Они молча стояли друг против друга. Быстрые глаза старика прямо были устремлены в глаза сына. Что то дрогнуло в нижней части лица старого князя.
– Простились… ступай! – вдруг сказал он. – Ступай! – закричал он сердитым и громким голосом, отворяя дверь кабинета.
– Что такое, что? – спрашивали княгиня и княжна, увидев князя Андрея и на минуту высунувшуюся фигуру кричавшего сердитым голосом старика в белом халате, без парика и в стариковских очках.
Князь Андрей вздохнул и ничего не ответил.
– Ну, – сказал он, обратившись к жене.
И это «ну» звучало холодною насмешкой, как будто он говорил: «теперь проделывайте вы ваши штуки».
– Andre, deja! [Андрей, уже!] – сказала маленькая княгиня, бледнея и со страхом глядя на мужа.
Он обнял ее. Она вскрикнула и без чувств упала на его плечо.
Он осторожно отвел плечо, на котором она лежала, заглянул в ее лицо и бережно посадил ее на кресло.
– Adieu, Marieie, [Прощай, Маша,] – сказал он тихо сестре, поцеловался с нею рука в руку и скорыми шагами вышел из комнаты.
Княгиня лежала в кресле, m lle Бурьен терла ей виски. Княжна Марья, поддерживая невестку, с заплаканными прекрасными глазами, всё еще смотрела в дверь, в которую вышел князь Андрей, и крестила его. Из кабинета слышны были, как выстрелы, часто повторяемые сердитые звуки стариковского сморкания. Только что князь Андрей вышел, дверь кабинета быстро отворилась и выглянула строгая фигура старика в белом халате.
– Уехал? Ну и хорошо! – сказал он, сердито посмотрев на бесчувственную маленькую княгиню, укоризненно покачал головою и захлопнул дверь.



В октябре 1805 года русские войска занимали села и города эрцгерцогства Австрийского, и еще новые полки приходили из России и, отягощая постоем жителей, располагались у крепости Браунау. В Браунау была главная квартира главнокомандующего Кутузова.

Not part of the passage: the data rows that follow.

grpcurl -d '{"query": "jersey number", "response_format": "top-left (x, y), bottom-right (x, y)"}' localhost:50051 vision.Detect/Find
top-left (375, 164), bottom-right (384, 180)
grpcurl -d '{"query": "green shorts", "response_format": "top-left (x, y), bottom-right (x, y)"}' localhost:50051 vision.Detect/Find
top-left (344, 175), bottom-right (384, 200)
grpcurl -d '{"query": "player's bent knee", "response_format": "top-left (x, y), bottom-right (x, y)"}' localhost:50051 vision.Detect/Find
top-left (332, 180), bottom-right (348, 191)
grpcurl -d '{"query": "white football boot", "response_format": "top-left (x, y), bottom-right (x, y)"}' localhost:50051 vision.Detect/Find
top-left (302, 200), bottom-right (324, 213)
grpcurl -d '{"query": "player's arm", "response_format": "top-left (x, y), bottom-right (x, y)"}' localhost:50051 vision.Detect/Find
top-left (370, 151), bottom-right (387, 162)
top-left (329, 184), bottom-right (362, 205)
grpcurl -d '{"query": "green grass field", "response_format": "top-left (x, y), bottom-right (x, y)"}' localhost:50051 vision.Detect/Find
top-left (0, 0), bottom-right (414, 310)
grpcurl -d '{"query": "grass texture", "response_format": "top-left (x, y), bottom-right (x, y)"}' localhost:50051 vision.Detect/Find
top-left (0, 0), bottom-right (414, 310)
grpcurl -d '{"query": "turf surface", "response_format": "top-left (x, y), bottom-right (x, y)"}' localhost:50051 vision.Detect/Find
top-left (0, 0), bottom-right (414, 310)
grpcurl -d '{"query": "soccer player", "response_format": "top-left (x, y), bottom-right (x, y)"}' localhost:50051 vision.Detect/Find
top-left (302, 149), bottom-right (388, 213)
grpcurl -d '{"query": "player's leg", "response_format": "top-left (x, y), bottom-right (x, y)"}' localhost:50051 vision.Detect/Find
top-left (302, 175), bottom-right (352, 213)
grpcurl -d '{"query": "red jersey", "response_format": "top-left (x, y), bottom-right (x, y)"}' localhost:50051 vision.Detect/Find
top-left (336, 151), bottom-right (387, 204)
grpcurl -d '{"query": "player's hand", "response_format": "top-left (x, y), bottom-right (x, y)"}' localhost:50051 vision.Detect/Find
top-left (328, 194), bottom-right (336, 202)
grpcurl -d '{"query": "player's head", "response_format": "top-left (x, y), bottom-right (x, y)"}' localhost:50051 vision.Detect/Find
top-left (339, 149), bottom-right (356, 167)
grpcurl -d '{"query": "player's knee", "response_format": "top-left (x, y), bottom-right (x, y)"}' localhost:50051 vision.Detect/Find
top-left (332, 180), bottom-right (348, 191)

11 го октября 1805 года один из только что пришедших к Браунау пехотных полков, ожидая смотра главнокомандующего, стоял в полумиле от города. Несмотря на нерусскую местность и обстановку (фруктовые сады, каменные ограды, черепичные крыши, горы, видневшиеся вдали), на нерусский народ, c любопытством смотревший на солдат, полк имел точно такой же вид, какой имел всякий русский полк, готовившийся к смотру где нибудь в середине России.
С вечера, на последнем переходе, был получен приказ, что главнокомандующий будет смотреть полк на походе. Хотя слова приказа и показались неясны полковому командиру, и возник вопрос, как разуметь слова приказа: в походной форме или нет? в совете батальонных командиров было решено представить полк в парадной форме на том основании, что всегда лучше перекланяться, чем не докланяться. И солдаты, после тридцативерстного перехода, не смыкали глаз, всю ночь чинились, чистились; адъютанты и ротные рассчитывали, отчисляли; и к утру полк, вместо растянутой беспорядочной толпы, какою он был накануне на последнем переходе, представлял стройную массу 2 000 людей, из которых каждый знал свое место, свое дело и из которых на каждом каждая пуговка и ремешок были на своем месте и блестели чистотой. Не только наружное было исправно, но ежели бы угодно было главнокомандующему заглянуть под мундиры, то на каждом он увидел бы одинаково чистую рубаху и в каждом ранце нашел бы узаконенное число вещей, «шильце и мыльце», как говорят солдаты. Было только одно обстоятельство, насчет которого никто не мог быть спокоен. Это была обувь. Больше чем у половины людей сапоги были разбиты. Но недостаток этот происходил не от вины полкового командира, так как, несмотря на неоднократные требования, ему не был отпущен товар от австрийского ведомства, а полк прошел тысячу верст.